Family's Nazi death link leads to German memorial

A man who discovered his grandparents were killed by Nazis and his mother escaped on the Kindertransport has been at a special memorial service in Germany to remember them.

Worcestershire county councillor Adrian Kriss was given up by his mother, but after years of research found she was alive and learnt of his family history.

A Stolpersteine - memorial stone - has been laid in the town of Forst near the home his grandparents were taken from by the Nazis.

"It is very important that we remember and recognise these things so we don't fall back into that type of generational hatred that went on," he said.

The bronze memorial block features his grandparents' names and the date they left Forst in eastern Germany.
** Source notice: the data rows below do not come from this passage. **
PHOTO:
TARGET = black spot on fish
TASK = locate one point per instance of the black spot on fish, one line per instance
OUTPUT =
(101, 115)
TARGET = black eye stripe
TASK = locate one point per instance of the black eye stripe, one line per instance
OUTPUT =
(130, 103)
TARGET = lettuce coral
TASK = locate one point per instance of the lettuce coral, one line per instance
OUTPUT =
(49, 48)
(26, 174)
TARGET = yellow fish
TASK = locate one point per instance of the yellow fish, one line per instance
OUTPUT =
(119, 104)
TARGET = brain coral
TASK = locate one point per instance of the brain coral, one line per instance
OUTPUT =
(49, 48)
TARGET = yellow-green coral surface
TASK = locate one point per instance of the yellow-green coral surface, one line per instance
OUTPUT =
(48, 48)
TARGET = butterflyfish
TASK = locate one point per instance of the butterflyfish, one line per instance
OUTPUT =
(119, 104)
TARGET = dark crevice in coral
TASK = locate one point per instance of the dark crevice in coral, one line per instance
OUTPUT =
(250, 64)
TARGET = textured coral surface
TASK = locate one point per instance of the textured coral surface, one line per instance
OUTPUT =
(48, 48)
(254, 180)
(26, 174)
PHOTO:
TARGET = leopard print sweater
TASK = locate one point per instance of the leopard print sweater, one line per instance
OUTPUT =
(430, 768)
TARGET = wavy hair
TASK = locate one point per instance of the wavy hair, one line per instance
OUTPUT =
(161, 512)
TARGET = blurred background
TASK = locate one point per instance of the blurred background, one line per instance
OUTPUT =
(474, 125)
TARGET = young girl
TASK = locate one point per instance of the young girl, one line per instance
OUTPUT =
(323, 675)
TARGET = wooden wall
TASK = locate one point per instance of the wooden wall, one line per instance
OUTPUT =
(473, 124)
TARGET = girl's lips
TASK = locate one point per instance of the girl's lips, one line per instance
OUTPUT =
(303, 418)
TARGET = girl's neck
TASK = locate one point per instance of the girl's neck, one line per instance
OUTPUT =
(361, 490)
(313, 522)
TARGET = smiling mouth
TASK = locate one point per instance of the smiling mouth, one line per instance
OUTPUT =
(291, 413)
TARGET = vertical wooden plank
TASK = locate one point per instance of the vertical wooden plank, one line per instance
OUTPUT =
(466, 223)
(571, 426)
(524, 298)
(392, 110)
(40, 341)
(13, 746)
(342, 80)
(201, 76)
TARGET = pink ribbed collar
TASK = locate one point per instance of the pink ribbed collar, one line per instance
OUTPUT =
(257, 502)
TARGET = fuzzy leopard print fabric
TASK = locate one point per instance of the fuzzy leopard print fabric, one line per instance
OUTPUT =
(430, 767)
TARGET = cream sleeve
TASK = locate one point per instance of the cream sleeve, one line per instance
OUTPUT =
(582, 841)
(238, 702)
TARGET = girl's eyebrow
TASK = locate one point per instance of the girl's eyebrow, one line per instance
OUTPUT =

It was installed at a ceremony with the town's mayor.

"It's to pay those respects to those people we owe our lives to," he said.

Mr Kriss' mother, Rita, managed to flee Germany in 1939 when she was seven, along with her 10-year-old sister, as some of the last children sent to the UK on the Kindertransport, just before the outbreak of World War Two.

The Kindertransport mission unfolded between November 1938 and September 1939 and helped 10,000 children to escape from parts of Europe controlled by the Nazis.

Mr Kriss had spent time researching his family history, but it was not until a cousin contacted him out of the blue in 2015 that he made a breakthrough.

From the age of 12, Mr Kriss said he had been told he was adopted and had "a wonderful upbringing" by his family in Birmingham.

The county councillor wanted to find out about any big medical issues within his biological family after his adoptive parents died, so decided to try and locate his real mother or father - but he was not expecting to find out what he did.

"Amazingly in March 2015 a cousin happened to be watching the television and was watching Long Lost Family and decided to look up my name... and she immediately phoned my podiatry surgery in Bromsgrove and from then it opened up a Pandora's box," he said.

She was able to give him the correct name of his mother, which enabled him to do more research and make an astonishing discovery.

"I found that my mother was alive and living in Spain so within a few days I had met my aunt [who lived in the UK] and it seems my aunt and my mother had come over on the Kindertransport in late June in 1939, just before the outbreak of the war."

He said she then went to the USA and after a marriage break-up met someone else and fell pregnant before coming to England.

"My mother went to a local synagogue in Birmingham and I was adopted by the Kriss family," he said.

Through research, he learned that his grandparents were successful German Jews living in Forst.

But his grandmother was killed at Auschwitz in 1943 and his grandfather died in a labour camp a year earlier after being accused of "laying a hand on a person of Aryan race".

"It's been a very, very emotional trip over the last nine years to get to this point," he added.

Finding his mother after years of searching had seemed an "impossibility" and he said he had experienced an "awakening" of where he had come from.

Mr Kriss said he had previously visited Auschwitz, but "when you realise you had a relative who had been murdered there it changes you completely".

His mother and aunt were "greatly affected" by losing their parents at that age, he added.

He said his grandmother was gassed as soon as she arrived at Auschwitz, aged in her 70s.

"Nobody can ever know what she went through," he said.

"It is very important that we remember and recognise these things so we don't fall back into that type of generational hatred that went on."